下りもノンストップ。15時ちょうどに駐車場に戻って来た。
「お母さん、すごいね。金剛山も六甲山もびっくりだけど、日帰りで敦賀まで行って山に登ってきたってお友達に話したらびっくりするよ」
「真夏の暑さだったらばてて頂上まで行けなかったかも。風があって涼しくてよかった。まぁ、でもまだ歩けるかなと安心したわ」
山頂が目的ではないけれど、山頂に行けてほんとうによかったと思う。
新幹線の時間には十分間に合う。ゆっくり運転しながら駅へと向かう。
「帰りも白山は見えるかしら。白山には登れずじまいだったわ」
窓の外を眺めながら、ぽつりと母が呟く。
千葉からは遠い白山。北陸新幹線が開通した今は、大宮駅から金沢駅まで2時間、福井駅は2時間35分で着くそうだ。
胸がきゅっと締め付けられたが、そうだ、と気が付く。小松駅か福井駅から白山を眺める山には登れるではないか。

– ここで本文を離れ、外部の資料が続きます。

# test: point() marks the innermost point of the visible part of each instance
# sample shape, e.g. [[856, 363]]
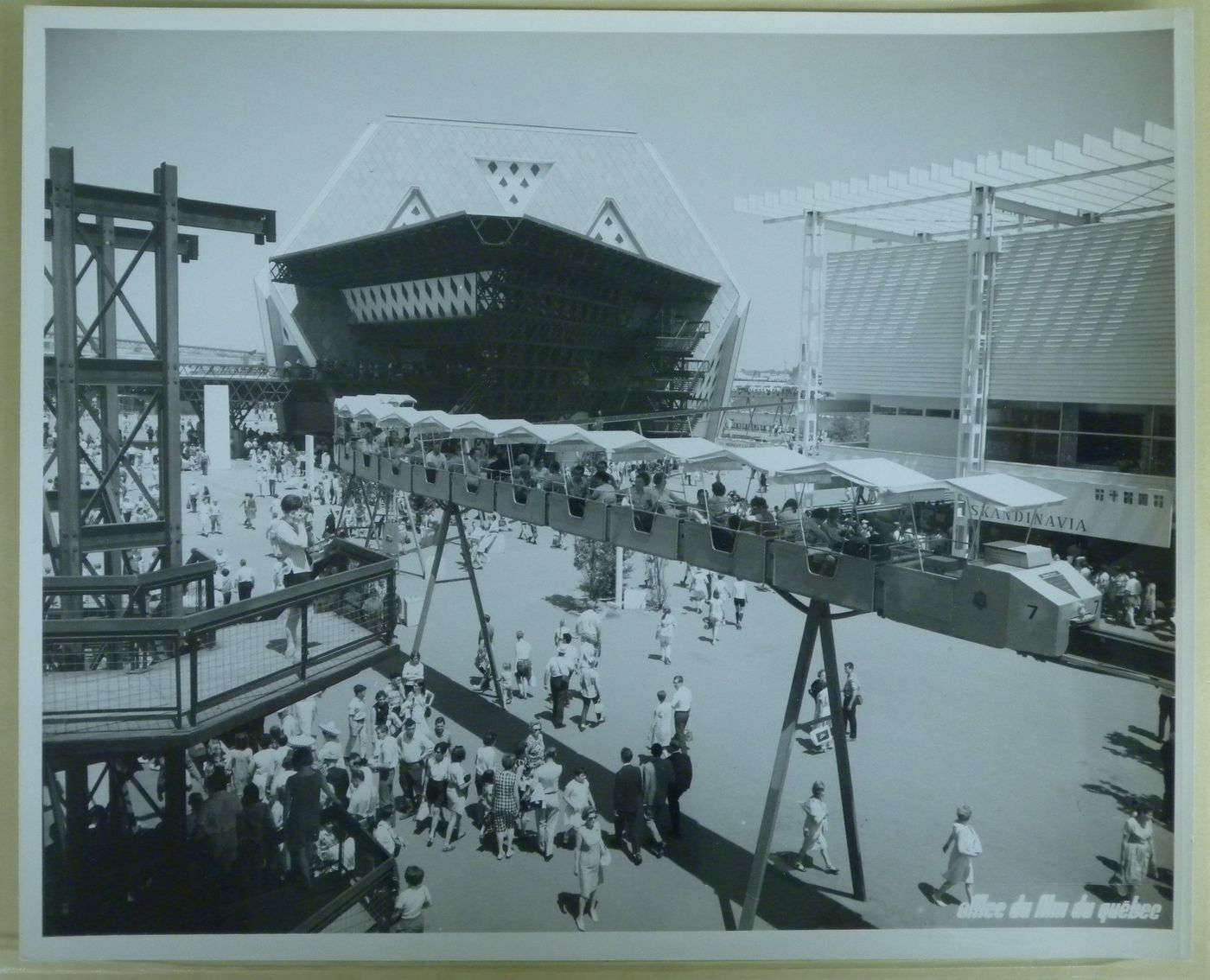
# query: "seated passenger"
[[474, 468], [643, 502], [717, 505], [788, 524], [553, 481], [577, 489], [604, 487], [522, 477], [759, 513]]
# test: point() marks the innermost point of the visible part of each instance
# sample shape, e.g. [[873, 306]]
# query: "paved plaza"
[[1046, 756]]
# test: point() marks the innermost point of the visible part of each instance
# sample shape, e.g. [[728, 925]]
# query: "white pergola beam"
[[876, 233], [1044, 214]]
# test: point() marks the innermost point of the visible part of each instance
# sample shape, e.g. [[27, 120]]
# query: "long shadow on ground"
[[1128, 747], [786, 903]]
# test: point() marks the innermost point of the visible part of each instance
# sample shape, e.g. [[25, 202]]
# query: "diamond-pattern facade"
[[450, 161], [443, 298]]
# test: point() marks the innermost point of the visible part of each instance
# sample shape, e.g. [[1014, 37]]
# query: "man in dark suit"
[[1168, 766], [628, 819], [683, 777]]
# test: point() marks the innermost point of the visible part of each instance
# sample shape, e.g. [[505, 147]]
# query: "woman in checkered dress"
[[505, 807]]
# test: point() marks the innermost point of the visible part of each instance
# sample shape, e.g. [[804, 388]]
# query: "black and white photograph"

「ねぇ、お母さん。今度は小松か福井駅で待ち合わせしよう。白山が見える山がいろいろとあるよ」
「そうなの?私も、あと2年、85歳までは歩く予定よ」
あと2年という響きが鼻の奥を刺激する。
立体駐車場に着いた。
まだ時間があるけれど、今日もプラットホームで待つという。改札口まで一緒に歩く。
「じゃあ、今度は福井駅か小松駅でね」
「じゃあね」
母は、それ以上何も言わず、でも、にこりと笑い、手を振って、すっと改札口の向こうに消えて行った。
出てきた時に見た、ふらりとした姿がうそのようにまっすぐに。